Zur Bekämpfung der Steuerhinterziehung hat die spanische Finanzverwaltung zusätzlich eine Erklärungspflicht für Steuerpflichtige geschaffen (Formular 720); alle Steuerpflichtigen in Spanien müssen ihr Vermögen in anderen Ländern erklären. In diesem Falle erhält der spanische Staat nicht Informationen durch Mitteilung ausländischer Finanzbehörden, sondern durch die Steuerpflichtigen selbst. Die Sanktionen bei Unterlassen der Abgabe dieser Erklärung sind außerordentlich hoch; z.B. werden bezüglich der in Spanien nicht deklarierten Vermögenseinkünfte keine Verjährungsvorschriften angewendet.
In Bezug auf die sog. Steueroasen besteht das Misstrauen fort. Die kürzlich mit einigen Steuerparadiesen unterzeichneten DBA enthalten Antimissbrauchsmaßnahmen und können sogar die Anwendung des DBA in gewissen Fällen ausschließen.
Es können sogar die Vorteile des DBA zwischen Spanien und Deutschland von der spanischen oder deutschen Steuerverwaltung außer Kraft gesetzt werden, wenn Missbrauchssituationen festgestellt werden (wie in Art. 28 des Abkommens mit dem eindeutigen Titel „Limitation of Benefits“ geregelt).
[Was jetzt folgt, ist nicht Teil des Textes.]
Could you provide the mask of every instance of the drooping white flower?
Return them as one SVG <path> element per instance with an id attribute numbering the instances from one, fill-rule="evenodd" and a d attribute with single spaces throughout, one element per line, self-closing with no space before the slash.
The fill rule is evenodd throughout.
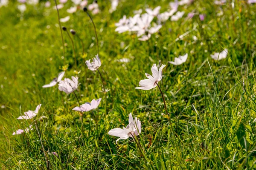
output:
<path id="1" fill-rule="evenodd" d="M 66 22 L 68 21 L 70 19 L 70 17 L 68 16 L 64 18 L 60 19 L 60 21 L 61 23 L 66 23 Z"/>
<path id="2" fill-rule="evenodd" d="M 183 56 L 179 56 L 178 58 L 174 58 L 174 62 L 169 61 L 169 62 L 174 65 L 180 65 L 183 62 L 186 62 L 188 58 L 188 54 L 186 54 Z"/>
<path id="3" fill-rule="evenodd" d="M 101 61 L 100 61 L 100 59 L 99 59 L 99 55 L 97 54 L 95 57 L 96 57 L 93 59 L 93 61 L 91 62 L 90 62 L 90 59 L 85 61 L 85 63 L 87 67 L 88 67 L 88 68 L 92 71 L 96 70 L 101 65 Z"/>
<path id="4" fill-rule="evenodd" d="M 70 94 L 75 91 L 78 88 L 78 78 L 72 77 L 72 80 L 68 78 L 65 78 L 59 83 L 58 89 L 60 91 L 64 91 L 67 94 Z"/>
<path id="5" fill-rule="evenodd" d="M 93 99 L 91 102 L 90 103 L 89 102 L 86 102 L 80 106 L 80 107 L 76 107 L 74 108 L 73 110 L 76 111 L 79 111 L 81 112 L 87 112 L 93 109 L 95 109 L 99 105 L 101 100 L 102 98 L 99 98 L 97 100 Z"/>
<path id="6" fill-rule="evenodd" d="M 71 7 L 67 10 L 67 11 L 70 14 L 73 14 L 76 11 L 77 9 L 76 6 Z"/>
<path id="7" fill-rule="evenodd" d="M 54 86 L 57 84 L 58 82 L 59 82 L 61 80 L 61 79 L 62 79 L 63 76 L 64 76 L 64 74 L 65 74 L 65 71 L 62 71 L 60 72 L 60 73 L 59 73 L 58 75 L 58 77 L 55 77 L 54 79 L 53 79 L 52 81 L 49 84 L 44 85 L 43 86 L 43 88 L 47 88 Z"/>
<path id="8" fill-rule="evenodd" d="M 12 135 L 20 135 L 24 132 L 24 130 L 23 129 L 18 129 L 16 132 L 12 133 Z"/>
<path id="9" fill-rule="evenodd" d="M 139 85 L 140 87 L 137 87 L 137 89 L 148 90 L 150 90 L 157 87 L 157 83 L 162 79 L 162 71 L 166 66 L 165 65 L 162 65 L 161 67 L 158 69 L 155 64 L 153 65 L 151 68 L 152 76 L 147 73 L 145 75 L 148 79 L 141 80 L 139 82 Z"/>
<path id="10" fill-rule="evenodd" d="M 22 13 L 23 13 L 26 10 L 26 6 L 25 4 L 19 5 L 18 6 L 18 9 Z"/>
<path id="11" fill-rule="evenodd" d="M 114 136 L 119 137 L 116 143 L 120 139 L 126 139 L 139 135 L 141 132 L 141 122 L 136 117 L 134 120 L 131 113 L 129 115 L 129 124 L 126 128 L 115 128 L 108 131 L 108 134 Z"/>
<path id="12" fill-rule="evenodd" d="M 227 49 L 225 49 L 220 53 L 215 53 L 211 54 L 211 57 L 215 60 L 220 60 L 225 59 L 227 55 Z"/>
<path id="13" fill-rule="evenodd" d="M 171 17 L 171 20 L 172 21 L 177 21 L 180 19 L 182 17 L 183 15 L 185 14 L 185 12 L 184 11 L 182 11 L 181 12 L 180 11 L 178 11 L 176 12 L 175 15 L 172 15 Z"/>
<path id="14" fill-rule="evenodd" d="M 147 8 L 145 9 L 145 11 L 146 11 L 146 12 L 147 12 L 148 14 L 152 15 L 154 17 L 156 17 L 158 14 L 159 14 L 160 9 L 161 9 L 161 6 L 158 6 L 156 7 L 153 10 L 149 8 Z"/>
<path id="15" fill-rule="evenodd" d="M 35 116 L 38 113 L 40 107 L 41 107 L 41 104 L 38 105 L 35 110 L 35 111 L 29 110 L 27 112 L 24 112 L 24 116 L 20 116 L 17 118 L 17 119 L 30 119 Z"/>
Die Maßnahmen zur Vermeidung der Steuerumgehung haben nunmehr höhere Bedeutung als vor der Unterzeichnung des neuen DBA.
Zusammenfassend kann man feststellen, dass die neuen DBA stärker Sorge dafür tragen, den Steuerzahler zu einer angemessenen steuerlichen Planung seiner Investitionen zu verpflichten.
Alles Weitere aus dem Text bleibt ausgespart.